What is this storage?
Joined
Feb 9, 2002
Messages
42
Location
Irvine, CA
Tea said:
As I recall, there is a small download from Netscape that updates the certification thing. "cert.db" or some such. But, lthough that particular issue is solvable, it's one of quite a list, so I'm not sure if it's worth mentioning.

I'm typing this from my Quadra 610, 12MB RAM, Seagate X15 hard drive (with a hard drive cooler, "installed" [not really, it's just been stuffed in there and it isn't being held in by screws or other mounting stuff, and the drive cooler is sticking two or three inches out the front of the computer] in the CD-ROM bay). Yes, an X15 on a machine with a 5MB/sec SCSI bus and a 25MHz CPU. A neat aspect of this setup is that you can see the access LED that's built into the X15. :)

I'm running iCab 2.8 (the latest version) right now. I downloaded it using MSIE 3.01 (which Mac OS 8 installed, along with Netscape 3.01). Netscape 3 and MSIE 3 seem to exhibit nearly identical glitches on web pages (i.e., the various boxes surrounding things on the StorageForum and StorageReview discussion pages are invisible). MSIE 3 crashed the first time I tried to load the StorageReview front page with it, though.

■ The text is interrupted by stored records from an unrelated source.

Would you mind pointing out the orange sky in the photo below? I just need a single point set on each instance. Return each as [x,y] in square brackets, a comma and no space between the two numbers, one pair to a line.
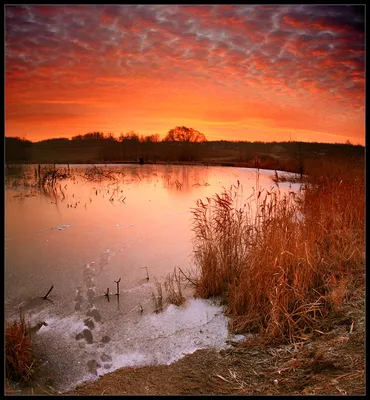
[241,72]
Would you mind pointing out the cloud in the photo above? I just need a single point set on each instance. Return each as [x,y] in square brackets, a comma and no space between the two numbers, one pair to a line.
[116,51]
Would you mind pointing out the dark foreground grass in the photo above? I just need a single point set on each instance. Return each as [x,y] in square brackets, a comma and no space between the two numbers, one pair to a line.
[284,263]
[19,359]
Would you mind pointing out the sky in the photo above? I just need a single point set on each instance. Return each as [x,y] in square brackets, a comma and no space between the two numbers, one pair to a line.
[232,72]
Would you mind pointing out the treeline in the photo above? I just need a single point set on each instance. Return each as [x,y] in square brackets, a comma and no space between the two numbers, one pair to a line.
[183,145]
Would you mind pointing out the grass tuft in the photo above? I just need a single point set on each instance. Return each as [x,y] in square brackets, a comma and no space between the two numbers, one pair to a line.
[19,358]
[282,262]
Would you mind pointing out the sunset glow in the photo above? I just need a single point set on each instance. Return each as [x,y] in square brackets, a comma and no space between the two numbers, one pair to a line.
[232,72]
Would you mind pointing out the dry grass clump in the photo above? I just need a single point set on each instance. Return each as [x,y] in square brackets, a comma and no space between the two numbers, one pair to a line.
[19,359]
[283,262]
[172,285]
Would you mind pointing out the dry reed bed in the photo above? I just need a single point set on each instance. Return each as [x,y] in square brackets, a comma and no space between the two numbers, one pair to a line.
[18,353]
[283,262]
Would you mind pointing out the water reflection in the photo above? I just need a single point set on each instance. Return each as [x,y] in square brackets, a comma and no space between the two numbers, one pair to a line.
[88,230]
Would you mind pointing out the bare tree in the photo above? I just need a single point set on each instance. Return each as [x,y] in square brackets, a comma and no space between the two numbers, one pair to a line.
[184,134]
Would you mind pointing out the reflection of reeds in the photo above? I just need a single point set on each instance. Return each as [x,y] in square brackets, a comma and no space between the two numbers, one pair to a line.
[158,300]
[288,264]
[18,355]
[95,173]
[172,285]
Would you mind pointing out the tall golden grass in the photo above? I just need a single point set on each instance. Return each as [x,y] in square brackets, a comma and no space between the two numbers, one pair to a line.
[19,359]
[283,262]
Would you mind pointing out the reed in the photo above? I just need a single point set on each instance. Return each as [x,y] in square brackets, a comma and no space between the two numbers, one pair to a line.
[19,359]
[172,284]
[283,263]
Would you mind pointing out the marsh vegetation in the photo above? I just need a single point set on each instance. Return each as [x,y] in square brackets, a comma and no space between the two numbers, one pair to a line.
[286,259]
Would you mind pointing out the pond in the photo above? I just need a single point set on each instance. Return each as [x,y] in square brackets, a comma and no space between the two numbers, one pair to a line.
[105,224]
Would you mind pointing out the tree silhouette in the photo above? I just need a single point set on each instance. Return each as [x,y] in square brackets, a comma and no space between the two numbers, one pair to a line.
[185,135]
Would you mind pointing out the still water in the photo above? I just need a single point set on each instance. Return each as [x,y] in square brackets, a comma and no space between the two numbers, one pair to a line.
[133,224]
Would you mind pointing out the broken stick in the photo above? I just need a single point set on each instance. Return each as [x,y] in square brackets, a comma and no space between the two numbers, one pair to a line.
[47,294]
[117,282]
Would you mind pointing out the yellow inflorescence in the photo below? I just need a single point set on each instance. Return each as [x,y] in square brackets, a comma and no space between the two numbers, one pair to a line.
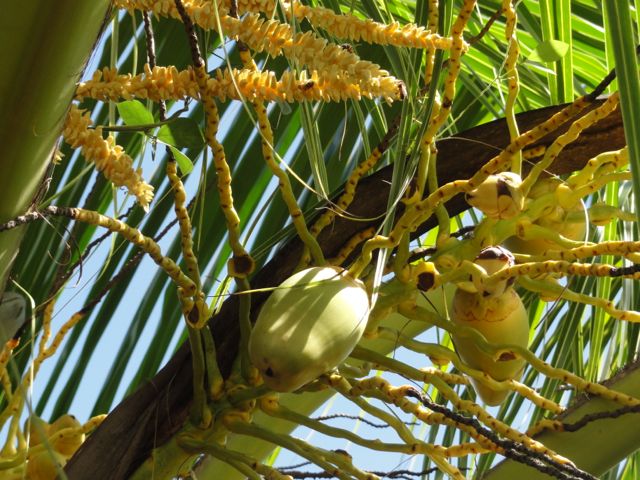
[270,36]
[349,27]
[169,83]
[108,157]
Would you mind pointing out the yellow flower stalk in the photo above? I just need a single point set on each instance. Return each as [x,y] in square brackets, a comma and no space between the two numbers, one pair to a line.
[169,83]
[108,157]
[350,27]
[270,36]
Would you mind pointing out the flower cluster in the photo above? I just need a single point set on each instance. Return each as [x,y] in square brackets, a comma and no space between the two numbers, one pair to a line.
[271,36]
[350,27]
[169,83]
[108,157]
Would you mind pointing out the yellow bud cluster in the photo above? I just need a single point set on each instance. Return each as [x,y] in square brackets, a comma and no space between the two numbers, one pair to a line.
[329,59]
[108,157]
[270,36]
[255,6]
[159,83]
[355,29]
[168,83]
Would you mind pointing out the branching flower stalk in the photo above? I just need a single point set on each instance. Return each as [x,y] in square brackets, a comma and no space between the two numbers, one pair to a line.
[108,157]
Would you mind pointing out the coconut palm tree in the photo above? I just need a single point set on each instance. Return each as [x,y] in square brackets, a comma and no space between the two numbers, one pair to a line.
[160,379]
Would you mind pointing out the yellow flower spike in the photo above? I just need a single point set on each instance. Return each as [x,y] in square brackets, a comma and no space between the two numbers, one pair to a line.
[553,291]
[425,276]
[66,435]
[382,390]
[349,27]
[545,424]
[605,162]
[418,213]
[275,38]
[179,196]
[44,465]
[576,381]
[285,186]
[109,158]
[499,196]
[38,430]
[241,265]
[349,247]
[574,131]
[601,214]
[513,85]
[252,85]
[134,236]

As I type this, the computer is spending so much CPU time animating the smileys on the left side of the web browser window that it can't keep up with my keystrokes in this text field. At this point I'm using 14MB of virtual memory (on a machine with 12MB of physical RAM). Chances are that everything would be able to fit into RAM if I were running MacOS 7.5.x or 7.6.x instead of 8.1. I'd say page load times are best measured in minutes, not seconds. I'm quite sure that in the past Netscape 4 was not very much faster than NS 3 or iCab on here.

This has certainly been a stark reminder of how slow modern web browsers are on not-so-modern computers. (BTW, I'm just going to submit this without previewing -- this computer's just too slow.)